Data Science Quick Overview

There's a lot of misconceptions and jargon when it comes to data science. As Hal Varian (chief economist at Google) simply put it in 2008: “The ability to take data — to be able to understand it, to process it, to extract value from it, to visualize it, to communicate it — that’s going to be a hugely important skill in the next decades.”

Another great way to visualize it is through the below graphic. Data science is a combination of statistics, computer science, and domain expertise. There are many roles within this set of fields, but the main ideas are that we need people who can gather data, analyze it, visualize it, and explain why it matters.

Machine Learning vs Data Science

Machine Learning

Machine learning is a set of statistical techniques used to predict variation. They are like regressions but can be much more complicated and intensive for computers to run. They are being used very often because they generally need a lot of data, which is now available.

When people use machine learning, generally they are looking to predict something. This might be forecasting future stock prices or the probability that someone will commit a crime if they are released on bail.

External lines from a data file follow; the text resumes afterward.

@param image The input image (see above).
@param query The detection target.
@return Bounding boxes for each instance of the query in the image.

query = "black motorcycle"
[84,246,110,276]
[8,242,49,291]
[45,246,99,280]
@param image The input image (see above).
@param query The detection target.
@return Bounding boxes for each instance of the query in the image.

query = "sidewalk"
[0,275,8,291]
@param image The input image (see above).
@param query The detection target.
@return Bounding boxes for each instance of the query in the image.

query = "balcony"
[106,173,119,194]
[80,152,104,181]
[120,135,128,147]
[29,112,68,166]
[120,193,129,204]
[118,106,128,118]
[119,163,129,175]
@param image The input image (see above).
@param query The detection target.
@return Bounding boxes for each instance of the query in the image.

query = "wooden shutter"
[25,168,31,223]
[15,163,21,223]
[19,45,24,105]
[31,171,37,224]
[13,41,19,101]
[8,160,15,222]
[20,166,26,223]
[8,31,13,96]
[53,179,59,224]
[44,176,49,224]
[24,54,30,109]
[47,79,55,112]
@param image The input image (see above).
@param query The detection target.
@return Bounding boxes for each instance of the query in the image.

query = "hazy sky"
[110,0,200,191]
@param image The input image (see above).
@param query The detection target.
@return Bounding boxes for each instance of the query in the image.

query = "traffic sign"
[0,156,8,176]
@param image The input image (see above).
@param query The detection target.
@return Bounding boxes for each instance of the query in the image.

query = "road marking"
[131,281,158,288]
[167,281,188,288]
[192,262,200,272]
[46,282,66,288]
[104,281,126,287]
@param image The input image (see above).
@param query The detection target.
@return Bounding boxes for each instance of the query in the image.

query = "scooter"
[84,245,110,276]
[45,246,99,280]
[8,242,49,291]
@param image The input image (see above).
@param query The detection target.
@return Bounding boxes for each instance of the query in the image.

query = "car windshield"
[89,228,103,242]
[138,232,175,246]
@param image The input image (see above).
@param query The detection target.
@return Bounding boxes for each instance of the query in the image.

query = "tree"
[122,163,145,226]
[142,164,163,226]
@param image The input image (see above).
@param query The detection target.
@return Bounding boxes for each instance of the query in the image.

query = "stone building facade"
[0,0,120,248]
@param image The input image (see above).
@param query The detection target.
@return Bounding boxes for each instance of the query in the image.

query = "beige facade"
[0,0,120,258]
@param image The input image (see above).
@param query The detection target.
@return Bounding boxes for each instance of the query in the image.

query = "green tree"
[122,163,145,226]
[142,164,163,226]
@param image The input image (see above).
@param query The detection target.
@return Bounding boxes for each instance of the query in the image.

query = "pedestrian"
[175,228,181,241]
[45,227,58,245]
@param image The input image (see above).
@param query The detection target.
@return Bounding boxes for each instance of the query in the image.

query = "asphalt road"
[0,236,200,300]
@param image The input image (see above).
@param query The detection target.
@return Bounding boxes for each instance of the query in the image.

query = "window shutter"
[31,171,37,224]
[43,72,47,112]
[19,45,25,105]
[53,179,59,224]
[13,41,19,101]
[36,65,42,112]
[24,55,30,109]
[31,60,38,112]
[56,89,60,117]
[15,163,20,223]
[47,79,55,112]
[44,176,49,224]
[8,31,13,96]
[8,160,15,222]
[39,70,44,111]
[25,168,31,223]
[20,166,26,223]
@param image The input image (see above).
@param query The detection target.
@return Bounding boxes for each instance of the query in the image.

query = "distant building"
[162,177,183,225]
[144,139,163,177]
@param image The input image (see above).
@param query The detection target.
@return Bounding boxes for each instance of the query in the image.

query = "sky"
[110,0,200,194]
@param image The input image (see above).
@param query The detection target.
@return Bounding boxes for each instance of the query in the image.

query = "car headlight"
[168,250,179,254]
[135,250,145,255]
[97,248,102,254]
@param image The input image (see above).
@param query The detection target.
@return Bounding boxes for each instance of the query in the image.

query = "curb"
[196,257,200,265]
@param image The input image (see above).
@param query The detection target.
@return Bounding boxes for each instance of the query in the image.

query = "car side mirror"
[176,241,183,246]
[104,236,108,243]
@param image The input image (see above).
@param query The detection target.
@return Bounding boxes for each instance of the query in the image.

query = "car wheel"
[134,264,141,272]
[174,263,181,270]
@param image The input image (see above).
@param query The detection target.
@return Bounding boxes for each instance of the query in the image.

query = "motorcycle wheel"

Our club uses these techniques but does not dive too intensively into the theory. For our purposes, we are interested in the application. For futher reading on the issue, there is a fantastic technical paper from the Belfer Center.

Data Science

Alternatively, data science represents a much bigger scope. Many data scientists use machine learning techniques every day, but they don't necessarily need to do so. Data scientists also need to think about how they are going to get their data and communicate that for real change.